Where at the conclusion and determination of the trial of any case tried in the county court either party gives notice of appeal and satisfies the county court judge that he desires to appeal on a question of law upon which an appellate court has already given a ruling, the county court judge may give leave for the appeal to be taken direct to the House of Lords and the rules relating to an appeal from the Court of Appeal to the House of Lords shall thereupon apply to such appeal from the county court.—[Mr. Hale.]

Brought up and read the First time.

Mr. Hale

I beg to move, That the Clause be read a Second time.

This new Clause has the attractive title of "Leapfrogging Appeal," which is a phrase coined by the Evershed Committee, which rejected the proposal for permitting the leapfrogging appeal, which I had better define for the benefit of those hon. Members who have not had time to study the Report.

A leapfrogging appeal is an appeal which permits the by-passing of a court which has already determined on the matter. If one wishes to test a long existing, or indeed a recent, decision of the Court of Appeal, and brings a case in the county court on the point, it is obviously a waste of time to go to the Court of Appeal under the germs now existing.

However the arguments may go on in the Court of Appeal and however much time may be taken, the Court of Appeal will inevitably say that it is bound by the existing decision, that it can do nothing about it, and that the only hope lies in going to the House of Lords. The leapfrogging appeal would permit, in appropriate cases and under the certificate of the judge, an appeal being made direct from the county court to the House of Lords, and thus saving a fantastic waste of time and money.

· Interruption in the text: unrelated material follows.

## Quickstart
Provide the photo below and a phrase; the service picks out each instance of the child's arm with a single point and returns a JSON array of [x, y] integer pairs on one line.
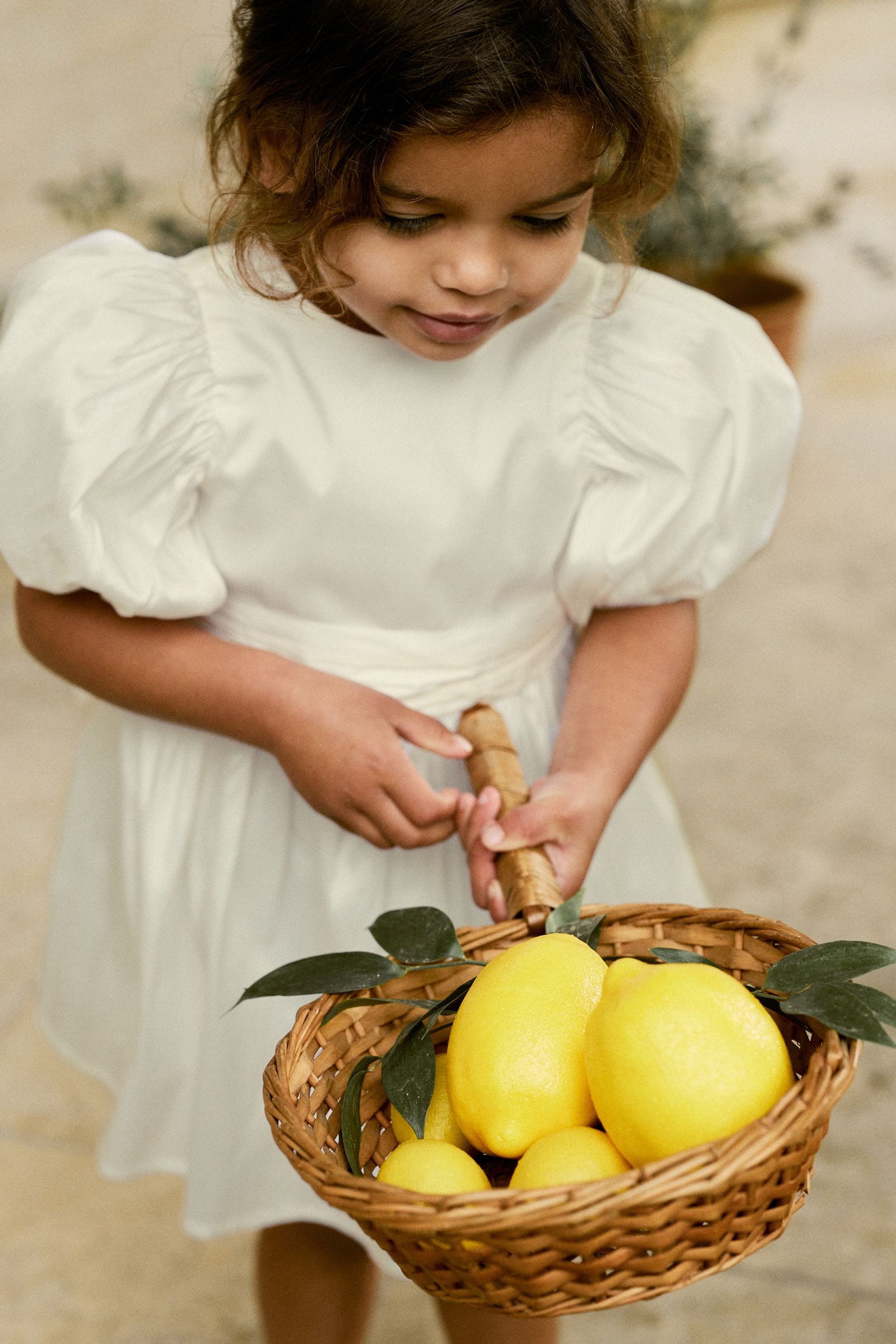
[[629, 675], [339, 742]]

There are two arguments that are advanced against it. The first is that if one goes to the Court of Appeal, one says, "We will not argue the matter at length, because we are here on the way up and we are really going to the House of Lords," and that not much expense is incurred. That is true, but there is an item of expense and delay which is incurred, and there is a good deal of unnecessary work.

The Evershed Committee—and I quarrel very strongly with it—has said that the reason why one cannot do that is that the county court would not give such careful consideration of the facts and the notes as the House of Lords would need for the consideration and determination of the case. I see no reason for that at all, and I am talking only of cases in which the parties know beforehand that there is a determination before the thing is started to take the case to the House of Lords. These things do not arise by chance.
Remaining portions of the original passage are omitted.